There is a maximum of a one-gigabyte block size, which is an area of storage that can be improved upon. When we are upgrading CDH, there are many things that need to be upgraded and it would be helpful if it were bundled. As it is now, we have to upgrade many different things separately.
The one thing that we struggled with predominately was support. Because it was relatively new, support was always a big issue and I think it's still a bit of an ongoing concern with the team currently managing it. In the next release, I think it would be helpful if there was easier integration into all the other existing data back corners. It will be a big plus as it's a favorite capability. We had to go with a third-party application in order to achieve that.
We experienced many issues when we started working with Hadoop 3.0 in the Cloudera 6.0 version, so there are a lot of things that need to improve. I believe they are working on that.
I would like to see an improvement in how the solution helps me to handle the whole cluster. For example, when I'm going down to a specific tool, like Kafka, for example, the Cloudera manager doesn't really help me. Then I have to use Google with other Kafka knowledge and tools.
The user infrastructure and user interface needs to be improved, as well as the performance. The GUI needs to be better.
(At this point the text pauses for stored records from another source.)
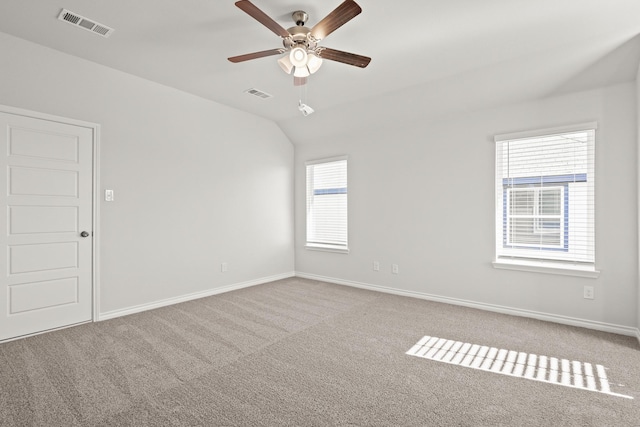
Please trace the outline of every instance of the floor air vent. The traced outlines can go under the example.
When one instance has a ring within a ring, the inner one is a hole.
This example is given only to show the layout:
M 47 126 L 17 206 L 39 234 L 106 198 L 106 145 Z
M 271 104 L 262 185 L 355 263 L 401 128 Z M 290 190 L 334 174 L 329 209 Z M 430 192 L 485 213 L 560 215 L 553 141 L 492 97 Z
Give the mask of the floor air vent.
M 266 92 L 263 92 L 261 90 L 254 89 L 254 88 L 247 89 L 244 92 L 248 93 L 249 95 L 257 96 L 258 98 L 262 98 L 262 99 L 273 98 L 273 95 L 269 95 Z
M 99 34 L 102 37 L 109 37 L 115 30 L 106 25 L 99 24 L 91 19 L 87 19 L 84 16 L 80 16 L 77 13 L 71 12 L 67 9 L 62 9 L 60 15 L 58 15 L 60 21 L 67 22 L 76 27 L 80 27 L 92 33 Z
The Data Science Workbench doesn't support multiple languages. It needs to support multiple programming languages. We were trying to use Scalar and Python for some solutions we wanted to deploy, but they didn't work properly. As a result, we had to come up with other workaround solutions. If the Data Science Workbench supported multiple programming languages our workflow would be easier and the solutions could be better. Another aspect we would like to see improved is better opportunities for integration. For example, we would like to use H2O machine learning, which is an open-source product, and Cloudera doesn't support H2O. If they could support H2O and also deploy multi-language support on the Cloudera Data Science that would be great. But the biggest thing that would help right now is H2O support. Finally, one other improvement I would suggest is integrating data privacy software into Cloudera. It is not quite complete in this aspect.
As such in the product side, I don't have much to comment. But like other upcoming technologies like RPA, AI, GO etc they have ample training materials with variety of USE Cases, which users can understand and aligned with their current requirements. On same ground I didn't see much training materials from Cloudera.